The nastiest and most shameful innuendo about Hagel is that he is anti-Semitic. A Wall Street Journal column suggested as much, and Elliott Abrams, a former George W. Bush administration official, asserted that Hagel “appears to be ... an anti-Semite.” I’m standing up for Hagel right now partly because I find this so offensive.
The “evidence” is that Hagel once referred to the term “Jewish lobby” rather than “Israel lobby,” and that he has generally been more willing to criticize Israeli policies than many of America’s feckless politicians.
Kristof linked to a National Public Radio clip for that "evidence," but left out more from Elliott from the same interview: "There's an incident where he's trying to close down the USO site in Haifa, Israel, where a lot of American ships were visiting. And he says to the Jewish organization that is trying to keep it open: Let the Jews pay for it.
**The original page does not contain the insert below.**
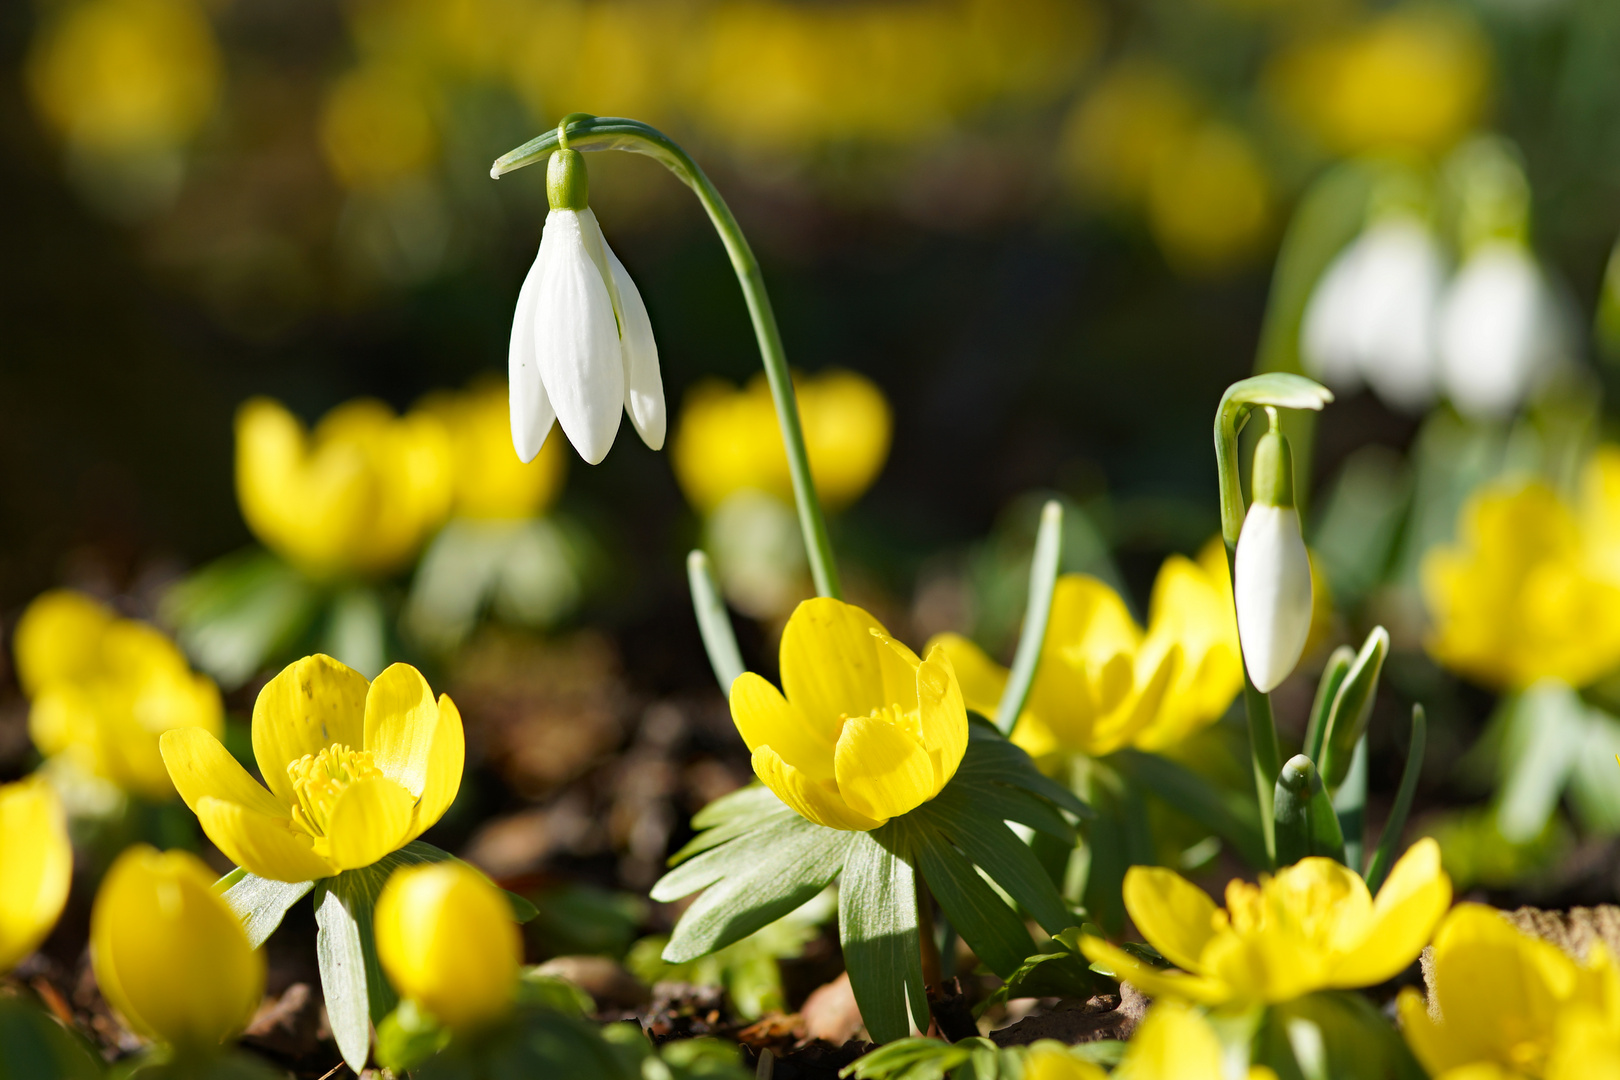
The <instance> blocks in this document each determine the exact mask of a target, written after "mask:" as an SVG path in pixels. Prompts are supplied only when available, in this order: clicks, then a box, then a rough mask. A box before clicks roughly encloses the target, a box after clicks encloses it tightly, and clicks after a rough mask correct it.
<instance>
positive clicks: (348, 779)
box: [287, 743, 382, 837]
There's a pattern here and it's a very troubling pattern."
Kristof was undeterred in his fierce defense of Hagel.
It’s bullying and name-calling to denounce people as anti-Semitic because they won’t embrace the policies of a far-right Israeli government that regularly shoots itself in the foot. In a world in which anti-Semitism actually does persist, this is devaluing the term so that it becomes simply a glib right-wing insult. Maybe that’s why Jewish Voice for Peace, a liberal American Jewish organization, has announced that its supporters have sent 10,000 e-mails to President Obama in support of Hagel’s nomination.